Our floating luxury barge docked this morning in Cairo - the city of a thousand Minarets.

Across the roofs the haunting call to prayer greeted us through the first flush of morning.  The eerie sound scattered flocks of pigeons, their wings beating an echoing clamour of noise as they circled over this ancient city that evokes a land that even Aladdin forgot.

Rising up somewhere through the mist to our starboard, were the pyramids awakening from their slumber under a thick dew of mist and smog. Originally, during the annual flooding of the Nile, great locks and canals were built to divert the river out to Giza facilitating the building of these giants. However the canals have long gone - the original tributaries now full of sand and the detritus of a population of 12 million people. The view of the pyramids is now blocked to us and all that we can see are canyons of shanties, slums and luxury apartments crammed together in an egalitarian jumble of joy and despair.  

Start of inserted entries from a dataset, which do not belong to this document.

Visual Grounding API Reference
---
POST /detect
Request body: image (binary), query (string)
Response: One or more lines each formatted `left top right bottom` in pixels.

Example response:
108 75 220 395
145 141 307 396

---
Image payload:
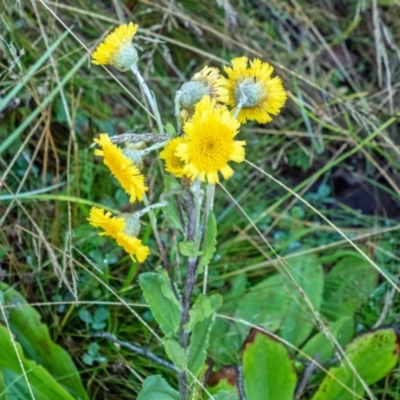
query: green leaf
187 295 222 378
242 329 297 400
211 391 238 400
162 175 185 232
139 271 180 338
185 294 222 331
235 254 323 347
208 300 243 366
163 174 181 191
0 371 8 400
163 197 184 232
277 254 323 347
197 212 217 275
312 328 399 400
165 122 177 137
137 375 180 400
0 283 88 400
179 241 202 257
93 308 109 323
301 317 354 363
78 309 93 324
163 339 186 371
322 254 378 320
0 325 76 399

We faced an exhaustive day of sightseeing which amongst other sites, included a visit to the Mosque of Muhammad Ali situated high on the Citadel overlooking the city, its bastion canon pointing ominously out over the megalopolis and its inhabitants. The stunning chandelier and alabaster-clad interior would wow us in a city thats architectural style is generally Islamic or just plain “concrete box”. With its huge vast dome and forecourt - probably the most beautiful in Cairo, it has stood on this hill since the mid-19th century and is a modern interloper in a city that has stood here since it began as a Babylonian fortress.

Below the citadel and jostling against the remains of an ancient city wall, is the vast Khan El-Khalili Bazaar, a jumble of merchandise and artisan studios like you have never seen before.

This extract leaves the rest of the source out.